Speaking during the release of the Sub Saharan Africa Regional Economic Outlook director African Department of the IMF Dr Abebe Aemro Selassie, said policymakers face some of the most daunting policy challenges in the world.
Dr Abebe said they must continue maintainnig macroeconomic stability amid limited resources and development needs as they face frequent shocks and fragility. Against this backdrop, a strong focus on some interrelated policy priorities can help.

“First, addressing inflation in countries with elevated and rising inflation. Further tightening might be warranted. Countries where inflation is both falling and on track to meet their target could pause monetary policy tightening. This matters, of course, because of the hugely adverse effect that high inflation has in eroding the incomes of the poorest people in society,” he said.

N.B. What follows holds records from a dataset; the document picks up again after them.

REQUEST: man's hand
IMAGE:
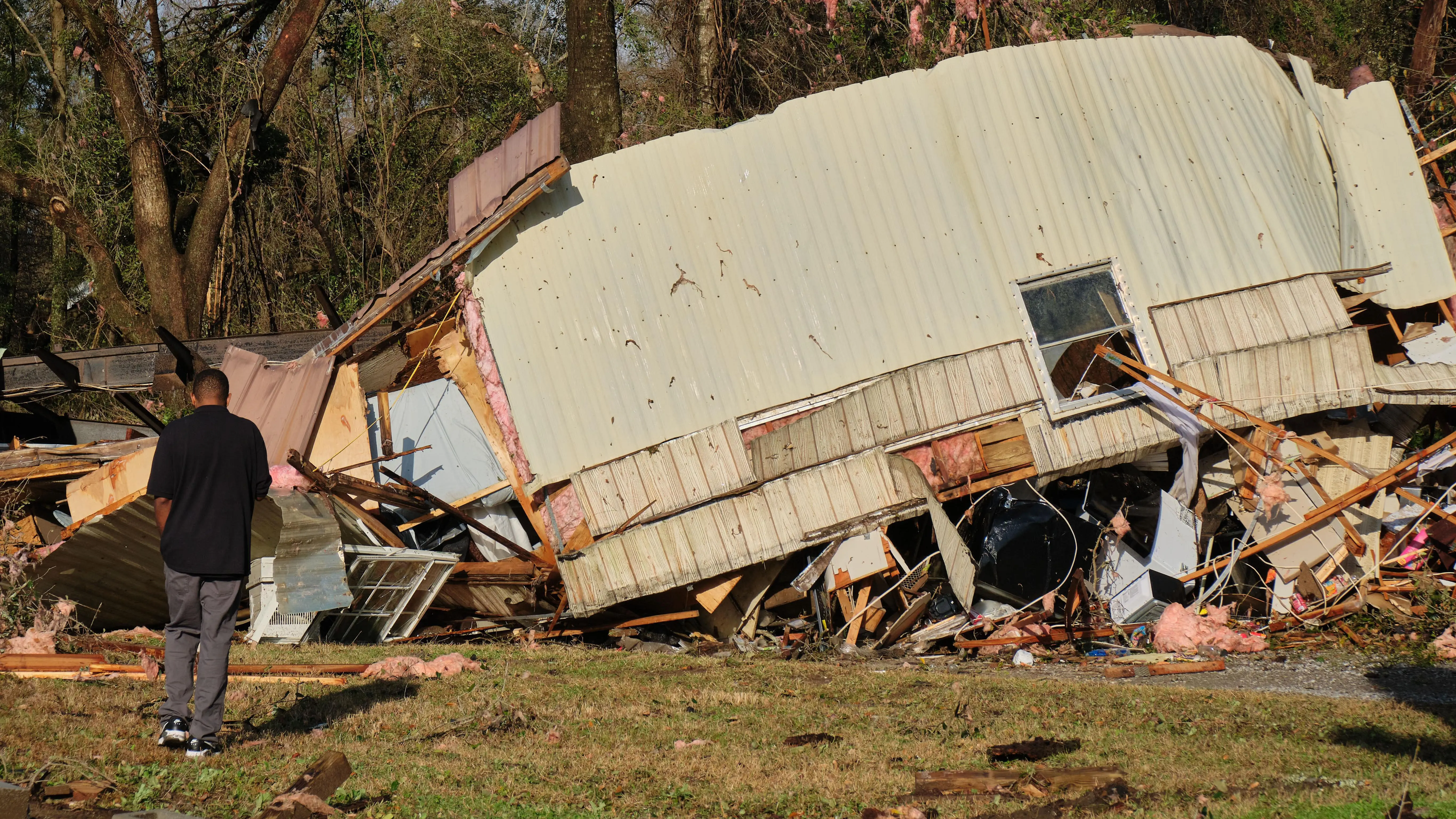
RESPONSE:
[156,498,172,534]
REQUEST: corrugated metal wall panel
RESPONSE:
[560,450,917,617]
[749,342,1041,480]
[1150,274,1350,365]
[571,420,757,537]
[1022,329,1380,477]
[475,38,1456,480]
[1290,57,1452,307]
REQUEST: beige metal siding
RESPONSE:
[1022,327,1380,476]
[560,450,917,617]
[1152,274,1351,365]
[1373,364,1456,404]
[571,420,756,537]
[473,38,1456,480]
[749,342,1041,480]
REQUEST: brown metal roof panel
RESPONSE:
[447,103,560,239]
[220,346,334,464]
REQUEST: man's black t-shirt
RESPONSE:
[147,404,272,574]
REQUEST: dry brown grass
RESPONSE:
[0,646,1456,819]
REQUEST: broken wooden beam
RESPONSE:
[1147,661,1223,677]
[253,751,354,819]
[379,467,550,566]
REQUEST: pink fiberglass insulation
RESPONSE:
[456,272,536,486]
[1153,602,1268,652]
[268,464,313,490]
[536,483,585,547]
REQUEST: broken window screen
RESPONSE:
[1021,268,1140,401]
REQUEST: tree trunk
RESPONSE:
[697,0,719,116]
[1406,0,1446,96]
[560,0,622,161]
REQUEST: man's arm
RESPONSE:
[253,425,272,500]
[156,498,172,534]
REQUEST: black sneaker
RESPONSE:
[157,717,186,748]
[186,736,223,759]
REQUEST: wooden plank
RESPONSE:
[667,437,713,514]
[967,351,1015,412]
[795,401,852,466]
[1262,282,1322,339]
[844,583,869,646]
[434,333,555,561]
[914,768,1021,796]
[307,364,374,480]
[0,461,96,483]
[981,435,1031,474]
[1035,768,1124,788]
[1150,305,1197,364]
[887,369,930,435]
[910,361,961,429]
[693,572,743,614]
[399,480,511,532]
[945,353,984,418]
[865,378,907,445]
[987,340,1041,412]
[840,390,878,453]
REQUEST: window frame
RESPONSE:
[1010,258,1160,420]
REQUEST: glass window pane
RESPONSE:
[1021,271,1128,346]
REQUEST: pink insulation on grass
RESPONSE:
[1431,626,1456,661]
[1153,602,1268,652]
[361,652,481,679]
[456,272,536,483]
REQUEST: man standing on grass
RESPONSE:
[147,369,272,758]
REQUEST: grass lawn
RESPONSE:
[0,645,1456,819]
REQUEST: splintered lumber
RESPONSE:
[253,751,354,819]
[1147,661,1223,677]
[288,450,431,512]
[399,477,511,532]
[379,467,549,566]
[1035,765,1127,788]
[914,769,1021,796]
[1095,345,1456,583]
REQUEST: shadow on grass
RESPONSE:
[252,679,419,735]
[1329,663,1456,767]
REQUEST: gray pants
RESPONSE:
[157,569,243,739]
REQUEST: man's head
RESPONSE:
[192,366,230,407]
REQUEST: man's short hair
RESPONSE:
[192,366,229,399]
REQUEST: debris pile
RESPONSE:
[0,38,1456,660]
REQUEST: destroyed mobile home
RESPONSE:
[0,36,1456,656]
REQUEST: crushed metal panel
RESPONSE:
[32,495,168,631]
[1290,55,1453,308]
[1022,327,1389,477]
[449,102,560,240]
[29,495,288,631]
[218,346,334,464]
[365,378,505,502]
[272,492,354,614]
[749,342,1041,480]
[559,450,919,617]
[571,419,757,537]
[472,38,1453,480]
[1150,274,1351,366]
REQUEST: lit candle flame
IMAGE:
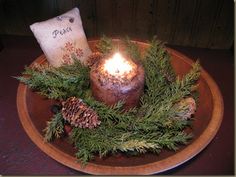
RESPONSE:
[104,53,133,76]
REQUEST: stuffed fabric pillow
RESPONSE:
[30,8,91,67]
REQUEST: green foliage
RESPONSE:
[18,36,200,164]
[43,113,64,142]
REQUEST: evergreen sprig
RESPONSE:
[16,59,89,99]
[18,36,200,164]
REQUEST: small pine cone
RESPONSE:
[62,97,101,129]
[86,52,102,68]
[175,97,196,119]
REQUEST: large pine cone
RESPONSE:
[62,97,101,129]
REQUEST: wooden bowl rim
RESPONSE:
[16,39,224,175]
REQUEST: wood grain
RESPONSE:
[17,40,224,175]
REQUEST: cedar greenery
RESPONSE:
[17,36,200,164]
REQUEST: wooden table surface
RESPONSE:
[0,36,234,175]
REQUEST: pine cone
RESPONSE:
[175,97,196,119]
[62,97,101,129]
[86,52,102,68]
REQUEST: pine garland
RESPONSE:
[17,36,200,164]
[43,113,64,142]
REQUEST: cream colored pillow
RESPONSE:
[30,8,91,67]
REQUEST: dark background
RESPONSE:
[0,0,234,175]
[0,0,234,49]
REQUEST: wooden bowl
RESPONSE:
[17,40,223,175]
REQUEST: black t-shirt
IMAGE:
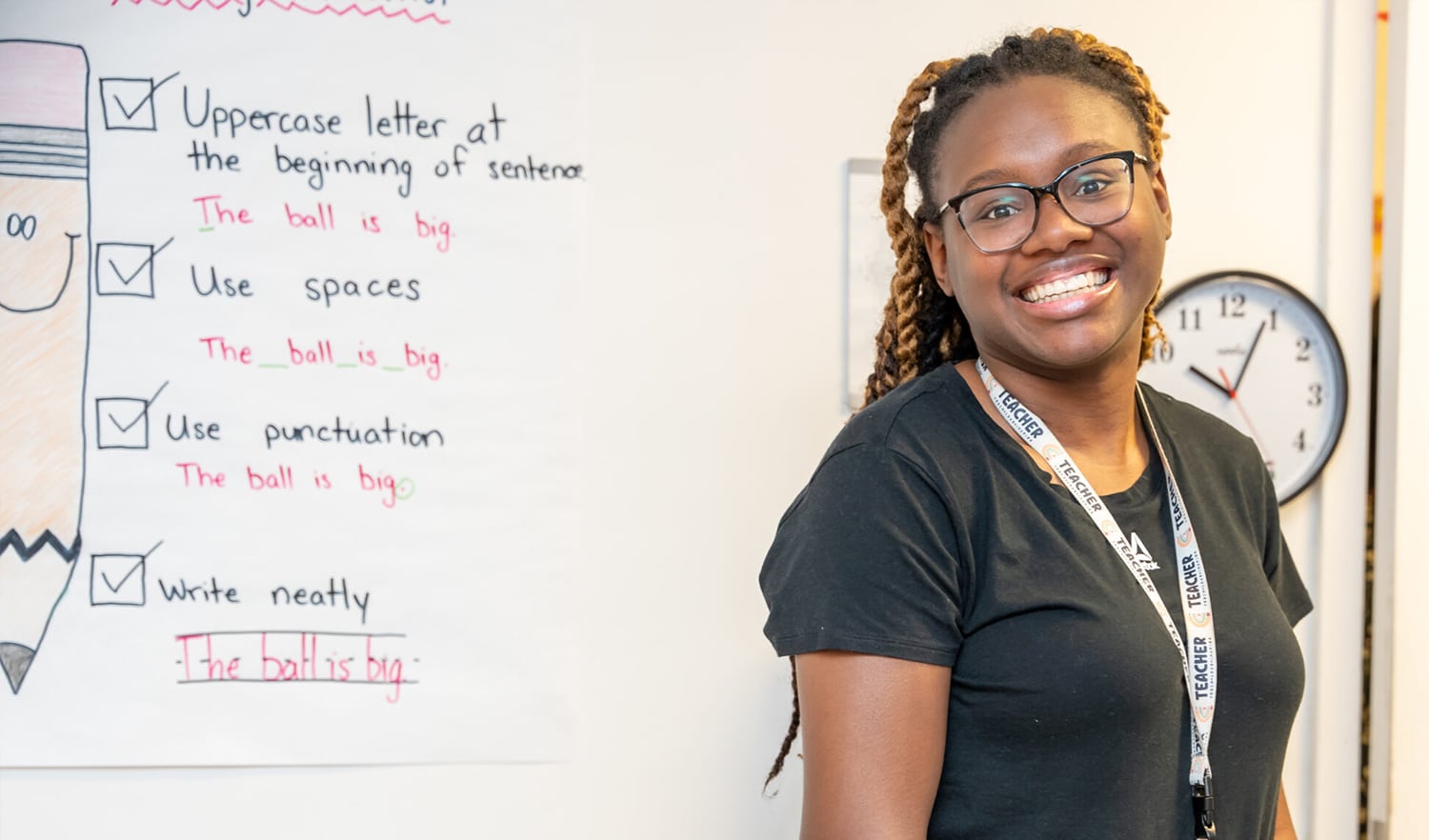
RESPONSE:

Second, he said reducing debt vulnerabilities while creating space for development spending, pointing out that this requires a delicate balance between raising domestic revenues and reforms to foster growth.

“Allowing the exchange rate to depreciate where needed. Avoiding depreciation pressures at the cost of exhausting scarce international reserves and eroding competitiveness often ends up causing more challenges later on,” he said.